By 1929 Weinreich was on the Board of Directors of the YIVO. And that year in Kiev Shtif went much further in endorsing the Party line than the campaign for Soviet Yiddish orthography when he published “Di sotsiale diferentsiatsye in yidish: di hebreyishe elementn in der shprakh” (Social Differentiation in Yiddish: the Hebrew Elements of the Language) in his official organ, Di yidishe shprakh, in which he derided the Hebrew component of Yiddish as a reactionary relic of the religious and upper classes and called for systematic “dehebraization.”
“Vos volt yidish geven on hebreyish?” (What Would Yiddish Be Without Hebrew?) was Weinreich’s scholarly and spirited rebuttal of 1931 in the New York Yiddish journal Di tsukunft (Future). Shtif responded in 1931 and 1932 with “Revolutsye un reaktsye in der shprakh” (Revolution and Reaction in Language) in his journal, now renamed Afn shprakhfront (On the Language Front).

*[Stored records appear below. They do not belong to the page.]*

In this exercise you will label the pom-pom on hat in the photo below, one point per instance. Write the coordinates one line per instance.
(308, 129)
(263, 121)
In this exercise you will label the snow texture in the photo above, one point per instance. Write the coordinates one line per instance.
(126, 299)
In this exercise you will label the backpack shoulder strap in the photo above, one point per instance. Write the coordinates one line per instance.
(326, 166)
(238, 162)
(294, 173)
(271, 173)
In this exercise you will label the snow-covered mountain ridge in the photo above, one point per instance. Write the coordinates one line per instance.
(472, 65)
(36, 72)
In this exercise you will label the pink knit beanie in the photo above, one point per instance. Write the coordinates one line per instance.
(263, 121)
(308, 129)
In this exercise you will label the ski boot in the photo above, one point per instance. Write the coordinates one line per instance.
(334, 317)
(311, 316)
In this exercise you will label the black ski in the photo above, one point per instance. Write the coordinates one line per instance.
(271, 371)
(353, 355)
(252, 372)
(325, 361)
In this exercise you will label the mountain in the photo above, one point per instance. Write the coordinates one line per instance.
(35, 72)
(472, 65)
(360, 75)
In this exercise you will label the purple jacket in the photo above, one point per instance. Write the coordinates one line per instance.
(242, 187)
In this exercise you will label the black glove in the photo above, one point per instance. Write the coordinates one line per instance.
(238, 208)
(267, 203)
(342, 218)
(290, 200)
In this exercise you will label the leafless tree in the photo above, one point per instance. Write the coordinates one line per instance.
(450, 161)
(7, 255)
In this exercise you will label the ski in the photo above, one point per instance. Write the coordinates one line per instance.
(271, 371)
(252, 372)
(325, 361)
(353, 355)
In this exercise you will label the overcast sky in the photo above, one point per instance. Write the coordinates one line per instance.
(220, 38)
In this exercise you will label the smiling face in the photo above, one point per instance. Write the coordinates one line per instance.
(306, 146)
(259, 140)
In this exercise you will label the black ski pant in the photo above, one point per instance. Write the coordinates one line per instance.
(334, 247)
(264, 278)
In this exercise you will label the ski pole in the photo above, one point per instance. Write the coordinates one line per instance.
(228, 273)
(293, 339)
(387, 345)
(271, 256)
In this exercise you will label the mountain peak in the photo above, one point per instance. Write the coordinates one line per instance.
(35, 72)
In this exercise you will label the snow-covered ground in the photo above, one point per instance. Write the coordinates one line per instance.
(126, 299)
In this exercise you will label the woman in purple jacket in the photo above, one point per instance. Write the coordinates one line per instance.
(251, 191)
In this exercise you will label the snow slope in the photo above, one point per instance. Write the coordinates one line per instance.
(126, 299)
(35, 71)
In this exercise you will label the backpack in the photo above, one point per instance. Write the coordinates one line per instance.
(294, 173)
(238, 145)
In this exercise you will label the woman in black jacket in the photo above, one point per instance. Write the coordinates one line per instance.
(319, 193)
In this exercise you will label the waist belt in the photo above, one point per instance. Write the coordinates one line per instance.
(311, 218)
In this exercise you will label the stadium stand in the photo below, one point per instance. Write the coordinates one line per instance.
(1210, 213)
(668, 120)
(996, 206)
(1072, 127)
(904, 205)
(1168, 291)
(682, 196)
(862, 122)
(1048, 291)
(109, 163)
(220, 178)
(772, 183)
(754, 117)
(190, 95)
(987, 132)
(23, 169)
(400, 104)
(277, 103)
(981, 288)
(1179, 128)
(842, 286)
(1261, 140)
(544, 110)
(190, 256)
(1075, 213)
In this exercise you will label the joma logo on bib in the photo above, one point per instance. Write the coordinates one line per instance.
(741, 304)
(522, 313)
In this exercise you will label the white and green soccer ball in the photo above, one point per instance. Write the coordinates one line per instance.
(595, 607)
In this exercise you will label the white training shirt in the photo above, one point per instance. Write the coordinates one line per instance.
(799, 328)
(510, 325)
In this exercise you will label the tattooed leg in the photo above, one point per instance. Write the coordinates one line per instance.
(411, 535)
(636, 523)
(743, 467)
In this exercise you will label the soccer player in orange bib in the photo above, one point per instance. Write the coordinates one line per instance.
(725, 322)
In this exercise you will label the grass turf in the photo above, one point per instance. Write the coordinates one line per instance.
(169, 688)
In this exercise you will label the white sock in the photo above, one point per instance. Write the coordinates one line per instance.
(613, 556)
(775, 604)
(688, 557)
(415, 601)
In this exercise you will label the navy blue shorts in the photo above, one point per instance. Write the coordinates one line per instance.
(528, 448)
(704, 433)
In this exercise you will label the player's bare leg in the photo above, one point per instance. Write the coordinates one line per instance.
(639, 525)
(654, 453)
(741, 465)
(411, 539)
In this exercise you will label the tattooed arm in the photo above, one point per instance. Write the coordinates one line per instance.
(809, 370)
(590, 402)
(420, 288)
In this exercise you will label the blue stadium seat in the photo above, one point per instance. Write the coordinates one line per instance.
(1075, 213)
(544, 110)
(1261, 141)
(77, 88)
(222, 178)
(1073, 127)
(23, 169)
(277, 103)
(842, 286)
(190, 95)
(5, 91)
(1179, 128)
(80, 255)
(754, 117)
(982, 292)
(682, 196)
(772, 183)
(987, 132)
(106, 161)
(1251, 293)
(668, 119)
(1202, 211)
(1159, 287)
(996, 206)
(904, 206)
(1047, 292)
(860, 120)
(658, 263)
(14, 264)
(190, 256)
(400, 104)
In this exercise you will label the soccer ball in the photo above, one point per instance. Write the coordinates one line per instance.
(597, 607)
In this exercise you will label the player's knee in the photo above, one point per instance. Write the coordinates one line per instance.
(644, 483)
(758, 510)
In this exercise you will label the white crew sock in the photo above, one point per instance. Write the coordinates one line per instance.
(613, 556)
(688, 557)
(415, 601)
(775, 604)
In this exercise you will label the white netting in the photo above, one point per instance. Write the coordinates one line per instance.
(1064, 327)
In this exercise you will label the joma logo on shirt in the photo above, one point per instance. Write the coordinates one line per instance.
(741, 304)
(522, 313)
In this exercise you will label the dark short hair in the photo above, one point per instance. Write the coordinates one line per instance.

Shtif died in 1933, at the age of 54. Weinreich wrote a generous three-page obituary in Di tsukunft that heaped praise on Shtif’s massive scholarly contributions and extolled his passionate idealism. Weinreich emphasized Shtif’s lifelong service to the Jewish people, stressing that even as a revolutionary in tsarist Russia, Shtif had insisted that Jews faced special problems that a revolution would not – as others maintained – solve automatically. As for their recent polemical clash, Weinreich made only passing reference to Shtif’s attacks on Hebrew, asking rhetorically whether they had really been the result of Shtif’s “organic development” or of some sudden pressure.
In addition to “Vos volt yidish geven on hebreyish?” Maurice Wolfthal has translated Yitzhak Erlichson’s Mayne fir yor in sovyet-rusland (My Four Years in Soviet Russia) for Academic Studies Press (2013); excerpts from Nokhem Shtif’s Yidn un yidish (The Jews and Yiddish) for Ingeveb, a Journal of Yiddish Studies, Oct. 4, 2015); Bernard Weinstein’s Di yidishe yunyons in amerike (The Jewish Unions in America); Nokhem Shtif’s Pogromen in ukrayne (The Pogroms in Ukraine); and four novellas by Ayzik-Meir Dik. His translation of Shmerke Kazcerginski’s Khurbn vilne (The Destruction of the Jewish Community of Vilna) is forthcoming with Wayne State University Press.